Problem related polynomial interpolation.

Question

Let $f(x)$ be a differentiable function such that $\frac{d^3f}{dx^3}=1$ for all $x\in [0, 3].$ If $p(x)$ be a quadratic polynomial which interpolates $f(x)$ at $x=0, x=2$ and $x=3,$ then $f(1)-p(1)=?$

How to approach ? Please help.

Answer 1

We have $f(x)=ax^2+bx+c$ and $p(x)=dx^2+ex+f$.

From $f(0)=p(0), f(2)=p(2)$ and $f(3)=p(3)$ you get system of linear equations.

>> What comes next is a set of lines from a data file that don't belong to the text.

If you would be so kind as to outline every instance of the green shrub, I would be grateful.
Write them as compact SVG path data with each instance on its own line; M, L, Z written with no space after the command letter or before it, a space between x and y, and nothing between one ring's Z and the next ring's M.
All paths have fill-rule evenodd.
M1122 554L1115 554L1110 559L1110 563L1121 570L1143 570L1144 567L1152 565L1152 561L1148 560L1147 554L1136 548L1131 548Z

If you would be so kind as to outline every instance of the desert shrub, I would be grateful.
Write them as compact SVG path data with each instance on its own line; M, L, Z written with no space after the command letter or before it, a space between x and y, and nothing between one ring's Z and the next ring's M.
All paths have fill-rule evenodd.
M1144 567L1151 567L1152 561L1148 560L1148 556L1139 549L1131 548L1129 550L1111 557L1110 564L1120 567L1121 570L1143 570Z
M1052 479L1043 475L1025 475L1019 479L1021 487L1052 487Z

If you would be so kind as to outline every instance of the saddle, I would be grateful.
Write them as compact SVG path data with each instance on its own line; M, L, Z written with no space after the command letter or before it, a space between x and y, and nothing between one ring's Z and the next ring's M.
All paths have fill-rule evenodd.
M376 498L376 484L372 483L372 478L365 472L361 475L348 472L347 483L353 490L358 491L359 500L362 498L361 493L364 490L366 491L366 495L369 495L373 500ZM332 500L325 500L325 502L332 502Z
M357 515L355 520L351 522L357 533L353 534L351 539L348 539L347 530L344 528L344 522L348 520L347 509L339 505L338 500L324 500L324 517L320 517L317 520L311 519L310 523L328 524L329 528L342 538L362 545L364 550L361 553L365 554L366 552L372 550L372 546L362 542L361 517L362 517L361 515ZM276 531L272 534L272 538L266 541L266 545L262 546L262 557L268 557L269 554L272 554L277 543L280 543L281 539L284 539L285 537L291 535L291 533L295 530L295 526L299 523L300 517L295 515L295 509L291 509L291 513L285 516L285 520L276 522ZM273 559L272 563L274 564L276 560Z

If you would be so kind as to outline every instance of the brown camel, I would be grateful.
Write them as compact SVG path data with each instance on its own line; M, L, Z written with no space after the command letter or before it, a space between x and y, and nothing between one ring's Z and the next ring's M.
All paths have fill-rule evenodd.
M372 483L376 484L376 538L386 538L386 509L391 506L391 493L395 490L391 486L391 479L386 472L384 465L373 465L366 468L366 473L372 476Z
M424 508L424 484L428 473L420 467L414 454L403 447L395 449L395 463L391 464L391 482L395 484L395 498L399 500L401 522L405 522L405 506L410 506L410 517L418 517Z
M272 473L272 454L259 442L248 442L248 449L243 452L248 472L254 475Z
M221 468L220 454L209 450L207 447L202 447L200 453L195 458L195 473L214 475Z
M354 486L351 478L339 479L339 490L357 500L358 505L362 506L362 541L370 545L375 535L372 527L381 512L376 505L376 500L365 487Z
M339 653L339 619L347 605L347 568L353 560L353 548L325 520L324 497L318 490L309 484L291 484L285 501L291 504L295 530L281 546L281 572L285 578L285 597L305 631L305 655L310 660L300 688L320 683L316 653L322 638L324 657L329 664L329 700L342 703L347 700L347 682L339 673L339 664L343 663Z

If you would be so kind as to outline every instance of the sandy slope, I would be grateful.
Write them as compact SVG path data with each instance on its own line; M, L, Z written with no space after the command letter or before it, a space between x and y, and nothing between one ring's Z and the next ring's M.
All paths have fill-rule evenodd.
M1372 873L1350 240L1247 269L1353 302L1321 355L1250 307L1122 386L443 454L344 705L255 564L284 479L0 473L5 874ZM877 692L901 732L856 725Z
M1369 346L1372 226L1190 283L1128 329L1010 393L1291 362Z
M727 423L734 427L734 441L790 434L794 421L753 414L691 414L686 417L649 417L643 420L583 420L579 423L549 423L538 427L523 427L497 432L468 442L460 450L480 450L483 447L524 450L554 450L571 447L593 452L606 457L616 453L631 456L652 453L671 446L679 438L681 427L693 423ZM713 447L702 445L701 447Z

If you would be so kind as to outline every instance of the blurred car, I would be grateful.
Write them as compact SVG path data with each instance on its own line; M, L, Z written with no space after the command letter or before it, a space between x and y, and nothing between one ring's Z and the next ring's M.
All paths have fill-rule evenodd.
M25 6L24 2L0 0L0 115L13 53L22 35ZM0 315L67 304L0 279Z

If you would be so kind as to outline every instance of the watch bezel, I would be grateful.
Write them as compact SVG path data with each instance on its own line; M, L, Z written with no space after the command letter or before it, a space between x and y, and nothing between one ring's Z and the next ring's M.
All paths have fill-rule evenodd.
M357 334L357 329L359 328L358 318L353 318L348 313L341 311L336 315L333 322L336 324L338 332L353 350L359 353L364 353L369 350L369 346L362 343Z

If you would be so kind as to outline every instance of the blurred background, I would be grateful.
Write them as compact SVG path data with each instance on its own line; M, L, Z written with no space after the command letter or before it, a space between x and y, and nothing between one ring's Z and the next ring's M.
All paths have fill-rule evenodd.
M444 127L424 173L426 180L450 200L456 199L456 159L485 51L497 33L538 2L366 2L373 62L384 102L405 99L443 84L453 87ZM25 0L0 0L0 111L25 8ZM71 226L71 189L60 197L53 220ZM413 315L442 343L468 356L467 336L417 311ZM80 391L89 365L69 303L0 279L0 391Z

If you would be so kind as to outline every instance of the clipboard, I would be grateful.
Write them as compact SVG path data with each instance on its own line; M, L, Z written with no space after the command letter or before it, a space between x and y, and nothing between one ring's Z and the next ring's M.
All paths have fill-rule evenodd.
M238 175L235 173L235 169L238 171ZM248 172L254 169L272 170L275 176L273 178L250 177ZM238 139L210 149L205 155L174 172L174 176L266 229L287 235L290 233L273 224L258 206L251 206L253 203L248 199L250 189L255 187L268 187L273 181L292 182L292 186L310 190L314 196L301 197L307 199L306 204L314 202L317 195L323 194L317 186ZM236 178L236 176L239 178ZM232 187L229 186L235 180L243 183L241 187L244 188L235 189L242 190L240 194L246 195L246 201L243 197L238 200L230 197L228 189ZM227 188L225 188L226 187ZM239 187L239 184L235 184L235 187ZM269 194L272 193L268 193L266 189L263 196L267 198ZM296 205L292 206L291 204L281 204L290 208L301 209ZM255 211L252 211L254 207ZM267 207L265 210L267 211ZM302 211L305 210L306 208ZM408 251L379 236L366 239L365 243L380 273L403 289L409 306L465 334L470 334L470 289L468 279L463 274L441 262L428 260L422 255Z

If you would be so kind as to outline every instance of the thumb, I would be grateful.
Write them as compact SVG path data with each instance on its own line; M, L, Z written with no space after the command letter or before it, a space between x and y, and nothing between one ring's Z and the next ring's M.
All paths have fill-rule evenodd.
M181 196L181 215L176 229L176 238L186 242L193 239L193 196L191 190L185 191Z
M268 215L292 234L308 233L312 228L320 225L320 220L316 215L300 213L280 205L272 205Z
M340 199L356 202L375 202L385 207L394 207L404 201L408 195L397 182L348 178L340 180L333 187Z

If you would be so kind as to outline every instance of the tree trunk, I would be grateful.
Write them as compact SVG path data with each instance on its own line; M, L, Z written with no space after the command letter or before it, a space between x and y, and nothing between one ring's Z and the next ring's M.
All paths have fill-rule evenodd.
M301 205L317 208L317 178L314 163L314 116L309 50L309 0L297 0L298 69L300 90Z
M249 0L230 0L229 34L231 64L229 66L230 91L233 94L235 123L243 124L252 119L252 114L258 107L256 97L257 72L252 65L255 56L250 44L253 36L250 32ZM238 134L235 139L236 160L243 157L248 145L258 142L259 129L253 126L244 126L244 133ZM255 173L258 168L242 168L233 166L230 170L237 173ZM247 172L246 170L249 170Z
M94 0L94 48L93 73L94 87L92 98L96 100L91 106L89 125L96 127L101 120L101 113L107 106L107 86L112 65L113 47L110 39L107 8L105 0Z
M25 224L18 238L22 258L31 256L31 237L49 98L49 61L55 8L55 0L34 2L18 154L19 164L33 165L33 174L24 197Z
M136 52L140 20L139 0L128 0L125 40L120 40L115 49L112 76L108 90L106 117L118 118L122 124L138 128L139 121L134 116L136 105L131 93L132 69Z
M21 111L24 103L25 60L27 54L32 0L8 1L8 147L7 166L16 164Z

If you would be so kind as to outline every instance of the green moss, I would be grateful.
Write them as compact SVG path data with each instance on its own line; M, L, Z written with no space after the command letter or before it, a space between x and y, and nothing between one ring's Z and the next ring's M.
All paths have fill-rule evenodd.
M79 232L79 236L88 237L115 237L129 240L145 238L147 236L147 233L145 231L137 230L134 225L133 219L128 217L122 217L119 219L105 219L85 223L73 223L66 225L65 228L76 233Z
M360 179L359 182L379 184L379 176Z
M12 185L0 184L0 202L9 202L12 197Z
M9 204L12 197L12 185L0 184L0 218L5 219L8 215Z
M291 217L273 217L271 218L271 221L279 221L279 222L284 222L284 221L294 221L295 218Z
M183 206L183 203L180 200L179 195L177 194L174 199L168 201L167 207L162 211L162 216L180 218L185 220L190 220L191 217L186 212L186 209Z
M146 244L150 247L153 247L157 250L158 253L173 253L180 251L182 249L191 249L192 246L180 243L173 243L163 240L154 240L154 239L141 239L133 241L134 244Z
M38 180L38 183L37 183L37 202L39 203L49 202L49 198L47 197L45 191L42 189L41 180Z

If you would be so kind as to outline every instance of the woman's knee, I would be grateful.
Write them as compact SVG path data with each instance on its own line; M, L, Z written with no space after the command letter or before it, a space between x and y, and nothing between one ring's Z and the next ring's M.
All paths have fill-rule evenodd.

Show now that $a=d, b=e$ and $c=f$.

Conclusion ?

Answer 2

When $n+1$ pairs of data points $(x_i, f_i), 0\leq i\leq n$, with all $x_i\in[a, b]$ are interpolated using an $n$-degree interpolation polynomial $P_n(x)$, then for any $x\in [a, b]$, $$f(x)-P_n(x)=\dfrac{f^{n+1}(c)}{(n+1)!}\prod_{i=0}^n(x-x_i)$$ for some $c\in (a, b)$. You should now be able to find $f(1)-P(1)$.